To have a loved one go missing must be one of the worse tragedies that could befall a family or friend; yet in Australia 38,000 people go missing every year. Some of course, return home or eventually make contact with loved ones. But this book, with its sub-heading Terrible Crimes, Incredible Stories, tells of 18 infamous cases of true life from Australia’s past where people, from children to adults, have mysteriously disappeared and never found. The stories certainly make for gripping reading, but the publication of the book also offers hope. The hope is a reader – or readers -- of this book might have their memory pricked and thus provide further clues to help cold case investigators in their quest to solve find their loved ones – or even the remains of their loved ones.
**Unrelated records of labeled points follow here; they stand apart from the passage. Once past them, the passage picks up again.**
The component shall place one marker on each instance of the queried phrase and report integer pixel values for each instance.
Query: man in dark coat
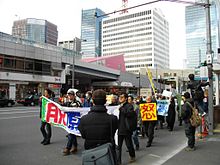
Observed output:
(189, 129)
(197, 92)
(125, 128)
(71, 146)
(98, 127)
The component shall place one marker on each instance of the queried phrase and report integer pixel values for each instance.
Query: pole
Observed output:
(73, 68)
(139, 84)
(209, 62)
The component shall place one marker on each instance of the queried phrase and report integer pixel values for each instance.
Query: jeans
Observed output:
(190, 134)
(72, 141)
(129, 144)
(149, 130)
(46, 130)
(135, 138)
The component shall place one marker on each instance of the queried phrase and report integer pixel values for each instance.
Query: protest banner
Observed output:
(162, 107)
(148, 111)
(67, 118)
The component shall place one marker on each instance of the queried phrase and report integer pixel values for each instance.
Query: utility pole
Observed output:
(209, 65)
(73, 68)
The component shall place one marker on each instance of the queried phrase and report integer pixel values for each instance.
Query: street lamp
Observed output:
(74, 53)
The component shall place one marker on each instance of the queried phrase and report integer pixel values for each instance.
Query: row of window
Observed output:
(128, 46)
(129, 36)
(128, 32)
(127, 42)
(128, 51)
(148, 12)
(24, 65)
(138, 55)
(127, 27)
(138, 60)
(128, 22)
(138, 66)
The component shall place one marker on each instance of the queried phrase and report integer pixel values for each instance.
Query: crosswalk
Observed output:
(18, 112)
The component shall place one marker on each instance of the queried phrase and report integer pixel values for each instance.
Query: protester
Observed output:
(71, 146)
(88, 99)
(149, 126)
(98, 127)
(45, 127)
(197, 92)
(125, 128)
(137, 110)
(114, 101)
(171, 114)
(189, 129)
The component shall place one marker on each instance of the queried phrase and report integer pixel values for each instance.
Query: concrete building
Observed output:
(36, 30)
(91, 33)
(196, 33)
(143, 38)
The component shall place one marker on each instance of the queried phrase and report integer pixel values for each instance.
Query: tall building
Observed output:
(196, 33)
(91, 33)
(36, 30)
(143, 38)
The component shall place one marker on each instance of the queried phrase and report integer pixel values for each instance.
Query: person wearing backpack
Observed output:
(127, 124)
(186, 115)
(197, 92)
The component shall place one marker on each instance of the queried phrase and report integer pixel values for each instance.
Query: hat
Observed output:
(71, 91)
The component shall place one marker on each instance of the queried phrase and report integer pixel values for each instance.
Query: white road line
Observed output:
(8, 113)
(163, 159)
(16, 117)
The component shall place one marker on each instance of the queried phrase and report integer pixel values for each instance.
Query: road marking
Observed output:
(163, 159)
(6, 118)
(8, 113)
(156, 156)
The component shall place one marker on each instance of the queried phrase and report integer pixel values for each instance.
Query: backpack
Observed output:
(195, 118)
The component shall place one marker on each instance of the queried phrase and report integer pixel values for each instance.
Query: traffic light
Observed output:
(203, 63)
Author Justine Ford has reported on the top-rating TV series Australia’s Most Wanted; as well, she has covered scores of chilling homicides and missing persons’ cases, has access to police all over Australia, and has interviewed surviving relatives, all of whom want to know the truth so their minds can be finally put to rest.
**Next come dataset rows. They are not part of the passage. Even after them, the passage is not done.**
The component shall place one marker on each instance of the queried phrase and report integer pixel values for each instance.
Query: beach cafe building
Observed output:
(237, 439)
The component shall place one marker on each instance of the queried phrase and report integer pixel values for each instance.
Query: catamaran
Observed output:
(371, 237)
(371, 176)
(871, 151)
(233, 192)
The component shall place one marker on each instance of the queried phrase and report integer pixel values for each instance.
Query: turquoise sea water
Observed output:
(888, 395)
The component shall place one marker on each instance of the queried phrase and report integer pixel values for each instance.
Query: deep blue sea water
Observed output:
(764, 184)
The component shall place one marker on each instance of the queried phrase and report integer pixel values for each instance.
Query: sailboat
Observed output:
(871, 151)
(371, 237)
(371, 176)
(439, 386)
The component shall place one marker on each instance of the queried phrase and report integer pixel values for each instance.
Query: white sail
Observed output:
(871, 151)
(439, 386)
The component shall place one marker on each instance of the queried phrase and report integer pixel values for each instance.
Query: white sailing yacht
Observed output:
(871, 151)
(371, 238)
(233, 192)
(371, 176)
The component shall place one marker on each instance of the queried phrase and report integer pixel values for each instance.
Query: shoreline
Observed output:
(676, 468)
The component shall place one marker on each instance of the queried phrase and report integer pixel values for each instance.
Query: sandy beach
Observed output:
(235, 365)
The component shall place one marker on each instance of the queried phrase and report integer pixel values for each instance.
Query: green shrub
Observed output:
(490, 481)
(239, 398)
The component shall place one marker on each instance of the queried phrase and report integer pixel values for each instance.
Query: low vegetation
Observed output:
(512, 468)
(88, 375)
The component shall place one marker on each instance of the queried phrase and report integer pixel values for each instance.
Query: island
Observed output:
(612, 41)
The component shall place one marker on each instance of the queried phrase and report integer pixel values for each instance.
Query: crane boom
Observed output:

All of her stories here are chilling and sad, but perhaps the story which most lingers in this reader’s mind is that of seven-year-old Linda Stillwell who disappeared from St Kilda, a Melbourne suburb, in 1969. Shortly after this, a 21-year old-sailor, Derek Percy, grabbed another Melbourne girl, Yvonne Tuohy, held a dagger to her throat and abducted her. In this case there was enough evidence to convict Percy and he was sentenced to prison. However, detectives then, and decades later, believed that Percy – a vile, sexually violent man – had abducted and murdered other children (perhaps nine of them), including Linda Stillwell.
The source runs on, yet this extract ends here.